The book has seven sections – “Belief,” “9/11,” “Globalization,” “Canon,” “Design,” “Media” and “Romanticism” – written by European and American scholars and artists, hosted mostly by Dutch moderators
Now Is the Time: Art & Theory in the 21st Century
by Christel Vesters (coordinating editor), Jelle Bouwhuis, Ingrid Commandeur, Gijs Frieling, Margriet Schavemaker, Domeniek Ruyters, Editors
NAi Publishers, Rotterdam, 2009
192 pp., illus. b/w. Paper, € 29.95
English edition: ISBN: 978-90-5662-721-8.
Reviewed by Ian Verstegen
Now Is the Time: Art & Theory in the 21st Century is the result of a series of lectures and debates held at the Stedelijk Museum, Amsterdam, and now published under one cover.
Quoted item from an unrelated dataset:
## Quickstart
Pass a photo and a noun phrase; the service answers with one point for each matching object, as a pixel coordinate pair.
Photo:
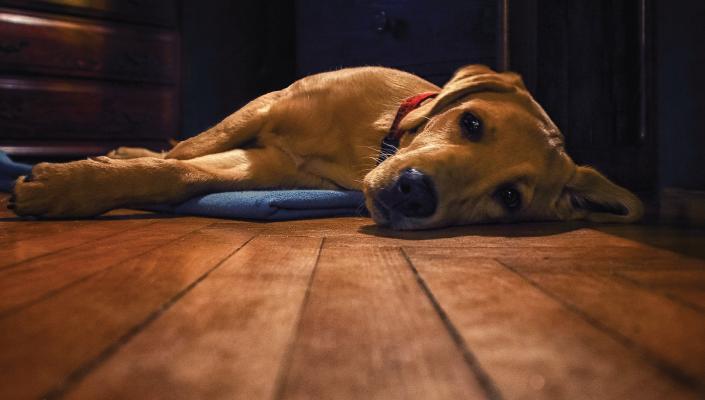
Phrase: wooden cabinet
(79, 78)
The book has seven sections written by European and American scholars and artists, hosted mostly by Dutch moderators. The format is always two speakers on the same topic, with a short published public exchange. In general, the participants are a mix of viewpoints, Marxist to postmodern, which bring together a variety of approaches under the banner of overall social concern. The result is a very effective book for teaching students in the arts and humanities with up to the minute interventions on a variety of important topics.
The book begins with a generally political focus and, then, moves into more specific themes. The span of the essays is quite wide, and it is difficult to bring any order to the rich and thought-provoking collection. Nevertheless, it is possible to isolate certain themes. The beginning essays generally posit art production in a system of global capitalism whose diversity and inclusiveness conceals inequity, and whose characteristics are shared by distressing elements of contemporary life, particularly terrorism.
Thus, Terry Eagleton and Borys Groys (“Faith”) both point in different ways how the image of faith operative today is independent of belief (Eagleton) or science (Groys). Faith, whether in western or Islamic fundamentalist, is content to use repetition of ritual – which fits strangely effectively with digital media – without recourse to reason. Similarly, W. J. T. Mitchell and artist Sean Snyder show echoes between American and terrorist practices, in Mitchell’s case the uses of “biodigital” practices (iconoclasm and decapitation) while Snyder looks at the hardware and presentation techniques terrorists have used for their recruitment videos. Both argue, at different levels, against regarding acts as savage at the risk of understanding their core logic.
Turning to “Globalization,” Julian Stallabrass and Hanrou Hu treat that global transformations of expanded art markets and new biennials is only apparently liberating. New artists and art capitals have emerged but to serve the new global rich and in different ways they expose the backside of spectacularly staged global capitalism. Here, the focus of the section, “Design,” well fits in. Although Rick Poyner has more hope for “critical design,” a critical, self-initiated kind of design that resists the industry and embraces gallery and art practices, Camiel van Winkel notes that Art has increasingly since the 1980s assimilated the twin goals of “visibility” and “professionalism.” The artist makes art that is easy to understand, presented as an ethical mandate of constructive communication.
The pair of essays on “Canon” – by Robert Nelson and curator Ruth Noack – address issues of “Globalization” in that both seek ways to forefront constructed meaning in the contemporary curatorial scene. Nelson positively considers the role of canons in our understanding of the world, a way of organizing collective agency. Noack, curatory of documenta 12, accepted the historical embeddedness of the contemporary art shown there and she positioned herself frankly as a constructor of a canon. In the end, she and Nelson see canon formation as a social negotiation that individuals should consciously take part in. Turning to “Media,” Kaja Silverman and Laura Marks address mediality in historical and contemporary art. Silverman uses a Leonardo exhibition to reflect on media, as Marks does of Islamic art. Silverman is interested in the way in which the clear genealogy of Leonardo and progeny is frustrated in a constant state of metamorphosis, a fact underscored by the postmodern artistic practice of James Coleman, whose ephemeral installation – which has left no trace – accompanied the Leonardo show.
The last section, “Romanticism,” is a fitting conclusion to the book, because Romanticism in this sense is another way of saying modernity and Jos de Mul and Jörg Heiser locate our position, “now,” in the title of the book. Giving a genealogy of romantic ideas, de Mul endorses Schiller’s definition of romantic desire as an “eternal oscillation between enthusiasm and irony.” Heiser seeks out more artists to explore a similar opposition between romanticism and conceptualism. Good art combines both. For de Mul, the path between enthusiasm and irony is a “tightrope.” For both, instructively, this means that we are neither modern nor postmodern. In light of the global focus of the book as a whole, this suggests that oppositional discursive practices won’t save us but those moored in modernity itself that haven’t left us and indeed inform the rest of the world’s activities.